Canada's wine, beer and West Coast fish processing industries are relieved at a government decision to adopt a delayed approach in complying with two rulings by the General Agreement on Tariffs and Trade.

But U.S. officials are concerned that Canada's approach may be disadvantageous for U.S. processors in the fish industry.The rulings call for Canada to ease market restrictions deemed illegal and discriminatory last year by GATT. The 95-nation GATT sets international trade rules and adjudicates disputes between its members.

Pat Carney, Canada's minister for international trade, said Canada must accept the rulings to set an example and live up to its international trade obligations, but stressed Canada is not bound to remove the restrictions immediately.

When the Canadian delegation this week informs the full council of GATT of its position, it will outline steps Canada plans to take to soften the full impact of the rulings, she said.

For the salmon and herring processors, those steps mean an end as of Jan. 1, 1989, to regulations that forbid exports of West Coast salmon and herring to the United States for processing. The latter was found discriminatory by GATT after a complaint by the United States.

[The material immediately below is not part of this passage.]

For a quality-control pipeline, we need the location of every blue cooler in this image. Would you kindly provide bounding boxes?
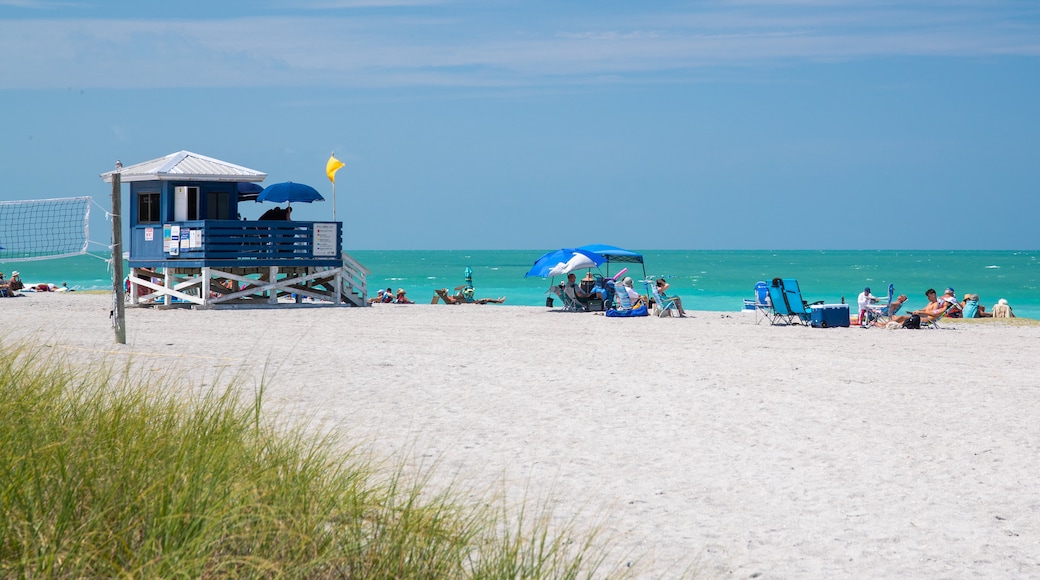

New rules will stipulate that all such fish caught in Canadian waters must first be landed in Canada for inspection, classification and quality control. The inspection stations are expected to be located close to Canadian processing plants - creating a cost advantage for processing within Canada.

Ms. Carney said she was not expecting a stampede of U.S. buyers. The new procedures would be consistent with GATT principles, she said.

The landing and inspection requirement eventually will be expanded into a national program applied on both the Atlantic and Pacific coasts of Canada.

Initial reaction from the U.S. Trade Representative's Office in Washington was one of concern that the new rules could be used as a means of denying U.S. processors access to Canadian fish supplies.

A ruling last November by a GATT panel backed up a decade-old European complaint against liquor pricing and listing practices by provincial government outlets in Canada. They were decried as discriminating against imported wine, beer and spirits.

Ms. Carney agreed that these practices are unfair, but she hinted this week that Ottawa authorities may stick to an earlier proposal to take up to 12 years to remove the wine barriers.

As to the rules on beer imports, Ms. Carney said they cannot be changed in the foreseeable future.

The minister said the real worry with the GATT ruling on beer is that it would apply not only to Europe but to all countries, including the United States.

We did not see any point in giving the Americans something through a GATT panel report that they never paid for at the bargaining table in the free trade agreement, she said.

Ms. Carney was referring to the fact that beer was excluded from the proposed U.S.-Canada free trade agreement. The pact includes provisions to remove restrictions on U.S. wine imports.

Spokesmen for Canadian wine, beer and distilling industries said the government had little choice in accepting the GATT ruling, and approved the idea of phased-in corrective steps.

Derek Oland, chairman of the Brewers Association of Canada, said he was pleased with the government's position.

It's not unexpected, noted Jan Westcott, president of the Canadian Wine Institute.

Having accepted the GATT panel's ruling on the wine dispute, Canada must inform GATT by the end of this year of all reasonable measures it will take to implement the ruling. Observers expect this to spark continued wrangling between Canada and the European wine producers.